Dimuat di Fokus Anda Republika, 9 Maret 2011
Oleh: Vivit Nur Arista Putra 


Koalisi super jumbo dalam wadah Kabinet Indonesia Bersatu jilid II menjadi tak menentu, setelah SBY berpidato pascarapat paripurna di DPR yang menyatakan pemberian sanksi bagi mitra koalisi yang tak komitmen mendukung pemerintah. Kalimat ironi ini tentu tertuju pada Partai Golkar dan Partai Keadilan Sejahtera yang sehari sebelumnya menyatakan dukungan terhadap hak angket pajak di parlemen. Menurut penulis, reshuffle harus dijelaskan ke publik secara logis. 


Jika pergantian kabinet hanya untuk mengamankan pemerintahan tentu hal ini amatlah pragmatis. Khalayak sama-sama tahu bahwa penggagas angket pajak berasal dari internal Partai Demokrat yang didukung partai lain termasuk Golkar dan PKS. Perkembangan selanjutnya, Demokrat yang awal mula berkoar menjelang pengambilan voting tak konsisten menindaklanjuti angket pajak. Justru malah balik menolak. Ihwal ini menimbulkan tanda tanya publik, apa alasan partai SBY ini menolak? Kesan inilah yang dibaca masyarakat luas, bahwa isu reshuffle yang dilontarkan presiden sehari setelah rapat paripurna di DPR hanya untuk menaikkan tensi politik agar pemerintah terlihat serius mengurus rakyatnya. Padahal berdasarkan survei Republika (Edisi Senin, 07 Maret 2011) masyarakat tak begitu peduli dengan bongkar pasang rezim. Karena reshuffle tak menjamin pemerintahan akan semakin baik.

Kendati demikian SBY segera mungkin dinanti ketegasannya, apakah ingin merombak mitra kerjanya di eksekutif atau tidak. Analisanya, agaknya presiden incumbent ini masih mempertimbangkan beberapa hal. Pertama, secara matematika politik jika Golkar (107 anggota) dan PKS (57 anggota) ditendang, maka pemeritah akan kehilangan dukungan 164 suara. Lobi-lobi politik pun dilakukan ke PDI-P untuk terlibat bersama koalisi guna menanggulangi suara yang hilang. Kedua, jika Golkar yang dipangkas Demokrat akan kehilangan dukungan sangat besar yaitu 107 suara. Selain itu, partai beringin ini juga kenyang pengalaman di kekuasaan.

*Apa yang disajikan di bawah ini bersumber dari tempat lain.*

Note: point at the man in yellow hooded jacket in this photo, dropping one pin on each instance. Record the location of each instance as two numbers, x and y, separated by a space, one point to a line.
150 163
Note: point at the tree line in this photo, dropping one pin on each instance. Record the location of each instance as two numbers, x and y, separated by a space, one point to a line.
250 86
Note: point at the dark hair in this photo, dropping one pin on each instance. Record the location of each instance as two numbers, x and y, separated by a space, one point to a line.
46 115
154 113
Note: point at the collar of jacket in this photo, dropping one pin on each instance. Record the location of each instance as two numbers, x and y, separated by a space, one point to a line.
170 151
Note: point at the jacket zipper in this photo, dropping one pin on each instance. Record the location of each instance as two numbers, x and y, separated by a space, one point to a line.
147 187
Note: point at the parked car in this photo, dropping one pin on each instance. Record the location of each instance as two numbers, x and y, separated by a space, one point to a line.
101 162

Ketiga, jika PKS yang diusir, beban moral tetaplah ada karena partai dengan basis kuat di kalangan menengah ke atas ini adalah pendukung pertama koalisi. Bahkan SBY pun menjuluki Demokrat dan PKS sebagai backbone koalisi. Pertimbangan lainnya ialah masih menunggu tawar menawar dengan Gerindra yang digadang-gadang masuk ke setgab sebelum mendepak PKS. Jika partai pimpinan Prabowo masuk akan melukai partai pengusung koalisi sejak awal lantaran Gerindra tak memeras kringat untuk mengatar SBY ke RI 1. Gerindra dipandang pragmatis dan hanya berorientasi jabatan karena sebelumnya adalah lawan politik SBY.

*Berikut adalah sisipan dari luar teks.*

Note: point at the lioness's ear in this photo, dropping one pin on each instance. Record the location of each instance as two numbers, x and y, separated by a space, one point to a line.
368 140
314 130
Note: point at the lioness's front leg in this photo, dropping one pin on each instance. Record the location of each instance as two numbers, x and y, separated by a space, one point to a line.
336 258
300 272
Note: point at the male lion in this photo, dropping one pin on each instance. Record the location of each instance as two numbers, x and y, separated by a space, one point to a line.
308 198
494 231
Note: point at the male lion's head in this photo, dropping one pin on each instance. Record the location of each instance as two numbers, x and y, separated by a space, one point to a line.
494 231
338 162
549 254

Kalangan akar rumput ingin bergegas mendengar keputusan SBY karena perkara reshuffle jelas tak ada kaitannya dengan agenda kesejahteraan rakyat. Reshuffle pun belum tentu menjamin program kerakyatan dilakukan semakin baik. Kita berharap para Menteri tetap fokus pada program kerja mereka tanpa terpengaruh arus politik reshuffle yang saling sandera antara presiden dan partai koalisinya.